Inflation based on consumer price index (CPI) is likely to be around 5-5.5 per cent this fiscal and rise in minimum support price (MSP) will have positive implications for the economy, Japanese brokerage firm Nomura has said.
The prudent increase in MSPs despite weak monsoons is driven by lower cost of production, weak food prices globally, ample buffer stock with the government and to keep overall inflationary impulses in check, it added.
“We estimate that every 1 per cent MSP increase adds around 15 basis points to headline CPI inflation. Since the MSP increases are broadly consistent with our expectations (3-4 per cent), we maintain our CPI inflation forecast of 5.0-5.5 per cent in FY16,” Nomura said in a research note, adding that “we also do not expect any adverse fiscal impact”.
The government yesterday hiked the MSP for pulses by up to Rs 275 per quintal for this year to boost domestic output and check price rise, while making a modest increase of Rs 50 in paddy MSP to Rs 1,410 per quintal.
The report said the modest increase in MSPs has positive macro-economic implications.
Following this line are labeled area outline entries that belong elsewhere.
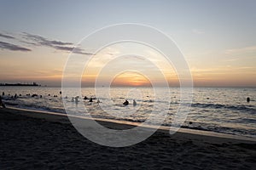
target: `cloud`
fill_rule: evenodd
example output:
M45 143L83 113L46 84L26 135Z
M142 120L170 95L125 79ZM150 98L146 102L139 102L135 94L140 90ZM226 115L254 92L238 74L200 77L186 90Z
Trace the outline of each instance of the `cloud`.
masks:
M197 29L192 30L192 32L195 33L195 34L204 34L205 33L204 31L202 31L202 30L197 30Z
M12 37L12 36L2 34L2 33L0 33L0 37L9 38L9 39L15 39L15 37Z
M32 35L26 32L23 32L23 37L29 42L25 42L28 44L33 44L37 46L45 46L55 48L56 50L61 50L66 52L73 52L79 54L91 55L93 54L85 52L83 48L75 47L72 42L61 42L56 40L49 40L45 37L38 35Z
M256 46L227 49L224 53L226 54L244 54L248 53L256 53Z
M29 48L23 48L23 47L15 45L12 43L8 43L5 42L0 42L0 48L1 49L9 49L11 51L24 51L24 52L32 51Z

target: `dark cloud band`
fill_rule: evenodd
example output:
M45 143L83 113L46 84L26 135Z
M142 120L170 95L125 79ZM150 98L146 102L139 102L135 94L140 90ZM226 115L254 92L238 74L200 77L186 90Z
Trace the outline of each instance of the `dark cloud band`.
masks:
M12 43L8 43L8 42L0 42L0 48L1 49L9 49L9 50L11 50L11 51L25 51L25 52L32 51L29 48L23 48L23 47L15 45L15 44L12 44Z

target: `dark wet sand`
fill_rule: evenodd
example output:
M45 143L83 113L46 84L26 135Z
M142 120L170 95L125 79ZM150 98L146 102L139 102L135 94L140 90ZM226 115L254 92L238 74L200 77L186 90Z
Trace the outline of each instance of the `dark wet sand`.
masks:
M12 109L0 108L0 134L1 170L256 167L256 142L159 130L137 144L111 148L86 139L67 117Z

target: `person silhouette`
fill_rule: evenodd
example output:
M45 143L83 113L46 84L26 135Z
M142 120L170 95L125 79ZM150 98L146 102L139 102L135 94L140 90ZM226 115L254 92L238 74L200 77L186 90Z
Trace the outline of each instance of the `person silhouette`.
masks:
M127 99L125 99L125 101L123 103L124 105L129 105L129 101Z
M137 102L135 101L135 99L133 99L133 106L137 105Z
M2 97L0 96L0 106L6 108L4 103L2 101Z

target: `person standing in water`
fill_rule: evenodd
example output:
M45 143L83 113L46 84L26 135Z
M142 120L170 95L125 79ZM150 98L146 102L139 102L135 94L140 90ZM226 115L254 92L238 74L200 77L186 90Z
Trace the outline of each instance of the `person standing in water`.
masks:
M4 103L2 101L2 97L0 96L0 106L6 108Z
M137 102L135 101L135 99L133 99L133 106L137 105Z
M124 105L129 105L129 101L127 99L125 99L125 101L123 103Z

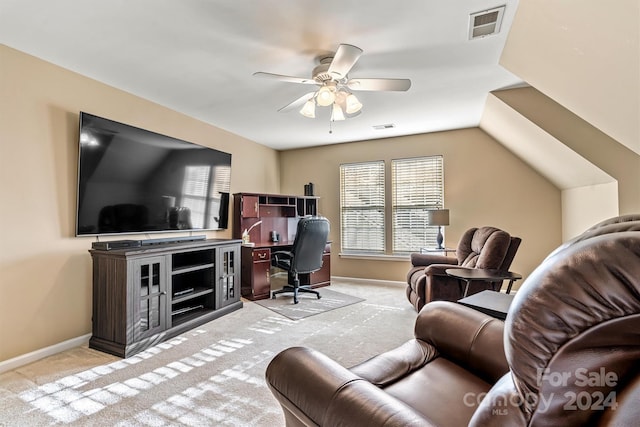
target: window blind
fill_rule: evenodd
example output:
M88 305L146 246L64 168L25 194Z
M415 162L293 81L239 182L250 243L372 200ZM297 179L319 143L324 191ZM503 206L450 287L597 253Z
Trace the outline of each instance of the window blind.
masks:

Firstly, the moderate hike signals the government’s commitment to prudence and longer-term macro stability rather than short-term populist measures.
“The government’s decision to continue on the prudent path of lower MSPs, adopted two years back, implies that food inflation in India should remain in check, although it also indicates that rural demand will remain weak,” it added.
Moreover, the government’s food subsidy bill tends to rise in tandem with the MSP increase. Hence, low MSPs imply no adverse fiscal impact.
On monetary policy, it said that the Reserve Bank is expected to keep rates on hold till 2016-end.
“We continue to expect the RBI to keep rates on hold until 2016-end, as it turns its focus towards moderating inflation expectations and lowering inflation further to 4 per cent in the medium-term,” the report said.
In the policy review meet on June 2, RBI cut interest rate by 0.25 per cent for the third time this year to spur investment and growth but hinted that there may not be any more cuts in the near-term.